Jul 4, 2023 | Blog, Dinner, Foods For Health, Lunch

I love buying a cooked chook as a cheap & easy midweek dinner, teamed up with a salad. I often have some left over as there’s only two of us in the house….you may have to buy a chook just for this…or use another leftover protein to add. Fish or prawns would be a fantastic swap as it takes no time to cook. Add in any veggies you have in the fridge or freezer…this is great way to pack in the veggie content.

Ingredients for 4 serves:

  • 2Tblsp olive oil
  • 3 celery stalks, thinly sliced
  • 2-3 cloves garlic, finely chopped
  • 1 can tomatoes
  • 2C chicken (or fish stock)
  • 1tsp dried basil/thyme/oregano
  • 190g medium sized Gluten Free pasta shells
  • 1/2 capsicum
  • 1 carrot diced
  • 3-4 spring onions
  • 8-10 Brussel sprouts, finely chopped
  • 1/3 C olives, halved
  • 500g cooked chicken (or fresh fish/seafood)

Method:

  • Heat oil into heavy base deep fry pan/wok for 1min.
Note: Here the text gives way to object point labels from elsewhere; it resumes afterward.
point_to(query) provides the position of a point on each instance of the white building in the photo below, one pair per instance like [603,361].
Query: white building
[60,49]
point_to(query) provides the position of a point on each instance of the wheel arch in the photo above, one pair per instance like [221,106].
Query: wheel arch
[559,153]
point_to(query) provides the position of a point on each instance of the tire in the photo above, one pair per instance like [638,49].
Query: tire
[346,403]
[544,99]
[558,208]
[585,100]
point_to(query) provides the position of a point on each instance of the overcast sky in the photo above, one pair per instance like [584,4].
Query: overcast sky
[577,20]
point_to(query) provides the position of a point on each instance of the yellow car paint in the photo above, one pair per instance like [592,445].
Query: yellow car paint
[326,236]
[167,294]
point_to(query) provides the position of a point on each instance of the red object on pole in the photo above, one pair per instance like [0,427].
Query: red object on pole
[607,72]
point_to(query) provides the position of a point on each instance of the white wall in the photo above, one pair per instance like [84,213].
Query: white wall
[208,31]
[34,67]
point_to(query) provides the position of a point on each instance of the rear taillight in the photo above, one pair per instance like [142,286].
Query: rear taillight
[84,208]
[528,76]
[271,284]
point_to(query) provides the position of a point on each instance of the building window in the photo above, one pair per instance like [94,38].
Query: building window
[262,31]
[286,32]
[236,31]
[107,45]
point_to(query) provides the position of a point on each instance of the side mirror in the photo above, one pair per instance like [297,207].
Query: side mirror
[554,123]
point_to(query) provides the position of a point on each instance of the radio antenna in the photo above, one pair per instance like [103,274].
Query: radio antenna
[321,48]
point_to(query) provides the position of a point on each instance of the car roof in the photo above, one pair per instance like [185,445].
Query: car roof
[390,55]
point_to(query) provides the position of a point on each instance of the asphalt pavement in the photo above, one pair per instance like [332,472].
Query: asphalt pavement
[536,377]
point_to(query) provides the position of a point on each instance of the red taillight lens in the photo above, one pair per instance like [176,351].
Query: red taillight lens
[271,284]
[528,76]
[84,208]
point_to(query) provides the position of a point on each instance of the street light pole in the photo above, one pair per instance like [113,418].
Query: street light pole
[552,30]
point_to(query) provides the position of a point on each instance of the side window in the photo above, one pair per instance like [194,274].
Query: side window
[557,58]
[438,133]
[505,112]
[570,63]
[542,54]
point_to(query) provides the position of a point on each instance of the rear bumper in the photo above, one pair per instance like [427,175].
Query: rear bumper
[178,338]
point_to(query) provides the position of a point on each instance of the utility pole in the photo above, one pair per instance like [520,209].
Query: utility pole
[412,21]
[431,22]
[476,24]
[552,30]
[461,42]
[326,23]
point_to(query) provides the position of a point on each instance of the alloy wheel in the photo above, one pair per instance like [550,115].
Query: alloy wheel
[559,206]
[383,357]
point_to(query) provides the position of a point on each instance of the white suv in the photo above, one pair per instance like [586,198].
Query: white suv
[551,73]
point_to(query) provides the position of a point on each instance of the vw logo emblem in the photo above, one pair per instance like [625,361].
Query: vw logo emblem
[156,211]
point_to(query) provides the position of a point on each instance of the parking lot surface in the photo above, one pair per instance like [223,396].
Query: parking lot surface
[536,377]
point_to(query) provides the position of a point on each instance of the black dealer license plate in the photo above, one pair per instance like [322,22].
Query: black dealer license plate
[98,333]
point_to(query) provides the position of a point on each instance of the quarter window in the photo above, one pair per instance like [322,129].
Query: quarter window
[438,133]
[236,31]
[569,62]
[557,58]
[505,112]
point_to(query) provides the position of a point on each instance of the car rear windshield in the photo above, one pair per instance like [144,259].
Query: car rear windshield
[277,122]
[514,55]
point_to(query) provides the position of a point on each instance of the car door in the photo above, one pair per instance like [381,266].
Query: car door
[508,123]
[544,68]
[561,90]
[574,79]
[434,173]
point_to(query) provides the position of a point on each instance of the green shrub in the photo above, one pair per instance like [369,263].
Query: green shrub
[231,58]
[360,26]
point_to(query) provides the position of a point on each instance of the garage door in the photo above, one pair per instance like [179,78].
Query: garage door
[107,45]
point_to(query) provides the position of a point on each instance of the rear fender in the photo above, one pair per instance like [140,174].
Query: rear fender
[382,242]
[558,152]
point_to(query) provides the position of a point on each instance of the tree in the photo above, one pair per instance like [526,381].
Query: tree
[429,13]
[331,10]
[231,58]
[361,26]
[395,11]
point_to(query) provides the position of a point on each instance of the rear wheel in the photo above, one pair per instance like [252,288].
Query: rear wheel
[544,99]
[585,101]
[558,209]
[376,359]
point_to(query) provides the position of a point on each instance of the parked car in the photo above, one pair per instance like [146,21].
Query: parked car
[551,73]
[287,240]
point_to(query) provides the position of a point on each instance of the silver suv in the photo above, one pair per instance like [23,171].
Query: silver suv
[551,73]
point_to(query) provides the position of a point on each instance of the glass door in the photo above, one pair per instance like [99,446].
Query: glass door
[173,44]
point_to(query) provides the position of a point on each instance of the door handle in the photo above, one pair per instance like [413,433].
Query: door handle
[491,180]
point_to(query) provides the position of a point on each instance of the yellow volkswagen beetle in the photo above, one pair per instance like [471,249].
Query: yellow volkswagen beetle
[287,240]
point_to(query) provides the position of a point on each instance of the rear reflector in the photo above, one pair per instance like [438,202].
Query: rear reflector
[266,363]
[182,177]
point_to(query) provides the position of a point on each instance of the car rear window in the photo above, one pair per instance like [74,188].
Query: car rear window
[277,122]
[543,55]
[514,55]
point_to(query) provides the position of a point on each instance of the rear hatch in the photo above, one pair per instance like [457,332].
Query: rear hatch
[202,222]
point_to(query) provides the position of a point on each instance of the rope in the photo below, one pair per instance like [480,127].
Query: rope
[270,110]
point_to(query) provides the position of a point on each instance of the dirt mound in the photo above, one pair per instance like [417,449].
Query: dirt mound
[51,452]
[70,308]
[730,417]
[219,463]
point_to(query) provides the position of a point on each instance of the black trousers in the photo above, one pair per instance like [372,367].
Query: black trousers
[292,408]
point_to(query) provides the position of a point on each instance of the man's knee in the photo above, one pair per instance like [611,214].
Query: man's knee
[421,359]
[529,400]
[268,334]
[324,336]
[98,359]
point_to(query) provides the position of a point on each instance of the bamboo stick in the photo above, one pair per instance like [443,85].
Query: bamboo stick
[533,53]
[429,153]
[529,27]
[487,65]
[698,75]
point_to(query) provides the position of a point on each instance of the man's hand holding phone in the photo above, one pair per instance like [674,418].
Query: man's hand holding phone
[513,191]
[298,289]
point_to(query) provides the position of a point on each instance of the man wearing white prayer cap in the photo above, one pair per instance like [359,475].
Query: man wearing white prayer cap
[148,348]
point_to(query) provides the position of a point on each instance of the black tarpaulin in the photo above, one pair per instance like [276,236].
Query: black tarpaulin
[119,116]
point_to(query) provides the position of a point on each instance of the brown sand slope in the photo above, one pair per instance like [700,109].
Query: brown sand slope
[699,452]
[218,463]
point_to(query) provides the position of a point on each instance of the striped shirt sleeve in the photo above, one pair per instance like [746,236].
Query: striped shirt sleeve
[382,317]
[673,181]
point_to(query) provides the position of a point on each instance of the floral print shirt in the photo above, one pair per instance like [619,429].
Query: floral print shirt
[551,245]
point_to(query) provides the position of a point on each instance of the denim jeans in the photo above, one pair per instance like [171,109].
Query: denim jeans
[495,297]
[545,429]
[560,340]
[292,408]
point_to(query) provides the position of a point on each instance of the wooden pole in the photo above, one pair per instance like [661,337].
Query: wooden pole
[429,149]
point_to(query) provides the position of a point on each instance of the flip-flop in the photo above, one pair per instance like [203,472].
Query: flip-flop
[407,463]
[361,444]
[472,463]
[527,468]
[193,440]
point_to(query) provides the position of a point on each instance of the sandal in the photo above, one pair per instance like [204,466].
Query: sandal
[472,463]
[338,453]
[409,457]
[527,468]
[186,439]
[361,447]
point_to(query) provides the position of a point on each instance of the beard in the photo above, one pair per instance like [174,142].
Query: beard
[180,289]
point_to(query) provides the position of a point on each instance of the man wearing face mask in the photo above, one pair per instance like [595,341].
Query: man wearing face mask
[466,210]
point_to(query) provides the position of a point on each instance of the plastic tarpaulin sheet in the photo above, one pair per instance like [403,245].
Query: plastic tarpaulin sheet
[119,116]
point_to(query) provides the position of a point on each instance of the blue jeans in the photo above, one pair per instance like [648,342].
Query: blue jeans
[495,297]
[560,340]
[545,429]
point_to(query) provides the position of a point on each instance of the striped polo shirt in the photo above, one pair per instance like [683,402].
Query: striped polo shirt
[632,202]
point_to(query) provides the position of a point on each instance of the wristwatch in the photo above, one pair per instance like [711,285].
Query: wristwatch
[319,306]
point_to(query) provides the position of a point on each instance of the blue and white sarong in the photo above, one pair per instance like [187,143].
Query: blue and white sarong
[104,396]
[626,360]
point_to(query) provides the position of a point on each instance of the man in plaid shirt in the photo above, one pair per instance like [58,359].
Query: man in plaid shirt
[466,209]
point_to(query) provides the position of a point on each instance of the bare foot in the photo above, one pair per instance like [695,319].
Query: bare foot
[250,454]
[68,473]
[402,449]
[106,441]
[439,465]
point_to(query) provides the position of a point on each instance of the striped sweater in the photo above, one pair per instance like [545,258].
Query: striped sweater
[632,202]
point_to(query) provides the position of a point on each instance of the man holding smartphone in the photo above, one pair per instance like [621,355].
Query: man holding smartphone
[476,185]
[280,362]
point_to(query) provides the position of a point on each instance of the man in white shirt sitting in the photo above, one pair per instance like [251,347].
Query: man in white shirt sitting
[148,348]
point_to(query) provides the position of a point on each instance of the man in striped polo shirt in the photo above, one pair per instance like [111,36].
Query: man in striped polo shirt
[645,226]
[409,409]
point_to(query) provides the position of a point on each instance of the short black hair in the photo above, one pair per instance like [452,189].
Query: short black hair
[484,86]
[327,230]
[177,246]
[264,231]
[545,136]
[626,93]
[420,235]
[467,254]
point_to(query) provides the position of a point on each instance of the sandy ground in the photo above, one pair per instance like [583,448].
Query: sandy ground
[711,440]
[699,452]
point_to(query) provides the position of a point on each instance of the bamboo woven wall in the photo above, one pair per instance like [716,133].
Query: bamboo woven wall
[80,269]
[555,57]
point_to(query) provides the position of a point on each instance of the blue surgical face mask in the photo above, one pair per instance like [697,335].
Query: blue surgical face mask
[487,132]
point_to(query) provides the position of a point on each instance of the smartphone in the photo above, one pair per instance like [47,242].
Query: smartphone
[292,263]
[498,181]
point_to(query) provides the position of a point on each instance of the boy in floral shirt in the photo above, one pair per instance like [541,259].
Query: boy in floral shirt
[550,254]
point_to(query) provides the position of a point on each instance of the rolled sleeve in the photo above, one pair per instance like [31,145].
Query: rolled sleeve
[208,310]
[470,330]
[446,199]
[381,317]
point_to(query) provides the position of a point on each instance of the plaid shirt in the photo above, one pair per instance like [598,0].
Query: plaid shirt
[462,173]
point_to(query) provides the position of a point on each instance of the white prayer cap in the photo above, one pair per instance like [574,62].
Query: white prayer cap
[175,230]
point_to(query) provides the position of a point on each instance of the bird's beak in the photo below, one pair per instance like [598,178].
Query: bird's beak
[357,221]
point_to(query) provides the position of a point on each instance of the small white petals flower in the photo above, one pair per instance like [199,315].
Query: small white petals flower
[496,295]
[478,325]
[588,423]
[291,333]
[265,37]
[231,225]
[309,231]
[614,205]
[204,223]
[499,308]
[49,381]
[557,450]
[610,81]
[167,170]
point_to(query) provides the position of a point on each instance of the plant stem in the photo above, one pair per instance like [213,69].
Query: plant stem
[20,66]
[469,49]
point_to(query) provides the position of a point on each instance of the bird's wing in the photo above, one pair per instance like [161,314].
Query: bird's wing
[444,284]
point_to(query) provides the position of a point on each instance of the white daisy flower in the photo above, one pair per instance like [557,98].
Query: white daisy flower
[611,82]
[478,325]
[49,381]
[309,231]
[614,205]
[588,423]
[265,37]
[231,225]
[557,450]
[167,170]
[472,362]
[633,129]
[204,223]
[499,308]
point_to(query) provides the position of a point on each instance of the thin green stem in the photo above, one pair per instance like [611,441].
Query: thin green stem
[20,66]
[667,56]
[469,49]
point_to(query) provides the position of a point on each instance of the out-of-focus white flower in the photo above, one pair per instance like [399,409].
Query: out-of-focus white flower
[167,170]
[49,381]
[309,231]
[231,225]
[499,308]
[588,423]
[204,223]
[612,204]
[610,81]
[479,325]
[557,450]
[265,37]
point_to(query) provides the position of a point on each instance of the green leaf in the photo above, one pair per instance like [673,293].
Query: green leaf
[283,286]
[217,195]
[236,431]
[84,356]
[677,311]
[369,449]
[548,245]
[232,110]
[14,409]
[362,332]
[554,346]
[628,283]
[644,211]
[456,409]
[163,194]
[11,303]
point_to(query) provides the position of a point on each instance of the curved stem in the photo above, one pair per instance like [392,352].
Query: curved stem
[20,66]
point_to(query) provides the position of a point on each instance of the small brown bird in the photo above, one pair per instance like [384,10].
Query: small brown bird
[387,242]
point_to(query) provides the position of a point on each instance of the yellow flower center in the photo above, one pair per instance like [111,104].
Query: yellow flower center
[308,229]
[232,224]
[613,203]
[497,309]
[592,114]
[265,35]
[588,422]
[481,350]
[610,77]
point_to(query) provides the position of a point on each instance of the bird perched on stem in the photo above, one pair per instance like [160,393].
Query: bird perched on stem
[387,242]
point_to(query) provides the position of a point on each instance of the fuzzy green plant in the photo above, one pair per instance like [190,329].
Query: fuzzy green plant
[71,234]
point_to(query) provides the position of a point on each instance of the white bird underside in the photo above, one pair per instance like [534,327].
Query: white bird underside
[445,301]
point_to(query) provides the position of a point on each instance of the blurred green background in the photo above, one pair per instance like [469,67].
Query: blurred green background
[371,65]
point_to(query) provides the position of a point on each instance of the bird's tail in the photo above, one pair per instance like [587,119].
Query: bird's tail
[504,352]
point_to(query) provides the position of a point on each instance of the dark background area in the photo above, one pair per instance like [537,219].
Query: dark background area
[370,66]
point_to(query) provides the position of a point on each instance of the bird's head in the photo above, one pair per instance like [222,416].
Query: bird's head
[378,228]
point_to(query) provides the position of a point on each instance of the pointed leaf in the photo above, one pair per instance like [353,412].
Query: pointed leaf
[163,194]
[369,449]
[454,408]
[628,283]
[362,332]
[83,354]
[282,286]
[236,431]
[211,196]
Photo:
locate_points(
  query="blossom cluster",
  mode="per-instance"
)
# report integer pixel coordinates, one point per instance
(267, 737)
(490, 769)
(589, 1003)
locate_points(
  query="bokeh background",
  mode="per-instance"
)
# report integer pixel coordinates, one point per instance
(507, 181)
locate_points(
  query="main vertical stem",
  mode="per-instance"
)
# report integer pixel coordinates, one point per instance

Add celery, garlic, spring onions, stirring frequently.
  • Add tomatoes, capsicum, carrot stock & herbs and bring to the boil.
  • Add the pasta, cover & simmer, stirring occasionally for 8mins or until pasta almost tender.
  • Add in Brussel sprouts, olives & chicken (or seafood), cover & simmer, stirring occassionally for 3-5mins.
  • Serve up with a sprinkle of parsley & parmesan cheese if you wish…ENJOY!!